Investing.com -- Moody’s Ratings announced on March 10, 2025, an upgrade to the long-term corporate family rating (CFR) for Viridien S.A., taking it from B3 to B2. Viridien’s probability of default rating (PDR) also saw an upgrade to B2-PD from B3-PD. Alongside these upgrades, Moody’s assigned B2 ratings to Viridien’s proposed new $950 million five and a half year backed senior secured notes, which are to be issued in both EUR and USD tranches.
The funds raised from this issuance, along with available cash, will be used by Viridien to redeem its legacy backed senior secured notes, reduce gross debt, pay accrued interest, and cover related fees and expenses. Moody’s anticipates withdrawing the ratings on Viridien’s legacy backed senior secured notes upon their complete repayment. The outlook for Viridien remains stable.
The upgraded rating comes after a comprehensive review of all credit ratings for the issuer. This upgrade reflects Viridien’s reduced gross debt and an improved maturity profile expected following debt refinancing. The company has been able to use excess cash for refinancing and reducing debt through open market bond repurchases in 2024.
The rating action also takes into account Viridien’s strong backlog for geoscience revenue and a structural improvement in its EBITDA and cash generation.
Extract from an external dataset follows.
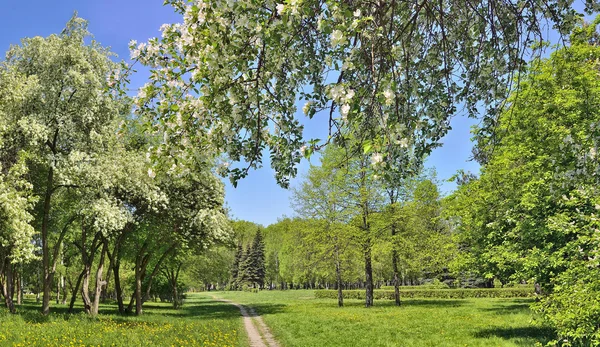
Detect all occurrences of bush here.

This improvement follows the termination of its Shearwater vessel agreement that had previously constrained profitability and cash flow over the past five years.
Over the next 12-18 months, Moody’s expects Viridien to witness a stable to improving market for seismic data, along with growth in its Beyond the Core (BTC) businesses. The expiration of an unfavorable vessel contract is expected to lead to incremental improvement in EBITDA. However, some quarterly variability in results is anticipated due to the company’s IFRS reporting and the potential uneven nature of Sensing and Monitoring (SMO) orders.
The company’s liquidity is good, with an estimated $148 million of cash on hand expected after the transaction. Viridien is also expected to have full availability on its new $125 million super senior secured revolving credit facility. The company’s cash balance typically includes a modest amount of trapped cash held by subsidiaries operating in countries with exchange controls or other legal restrictions. This trapped cash has been decreasing over the past years, and is expected to remain in a range of around $35-$50 million.
Governance considerations for Viridien were a significant driver of the rating action, reflecting Viridien’s reduction of gross debt in 2024 through bond repurchases and use of excess cash as part of the refinancing to reduce gross debt levels. It also factors in the company’s public commitments to deleveraging.
Factors that could lead to further rating upgrades include greater business diversification, consistent maintenance of Moody’s adjusted debt/EBITDA below 2.5x, EBITDA/Interest consistently above 3.5x, sustained positive Moody’s adjusted free cash flow, and maintenance of a good liquidity position. Meanwhile, factors that could lead to a rating downgrade include a deterioration in the oil & gas industry spending on seismic services leading to an adjusted debt/EBITDA materially and consistently above 4.5x, EBITDA/Interest consistently below 2.5x, negative free cash flow leading to a deterioration in the company’s liquidity profile, or the enactment of more aggressive financial policies or a failure to reduce gross debt.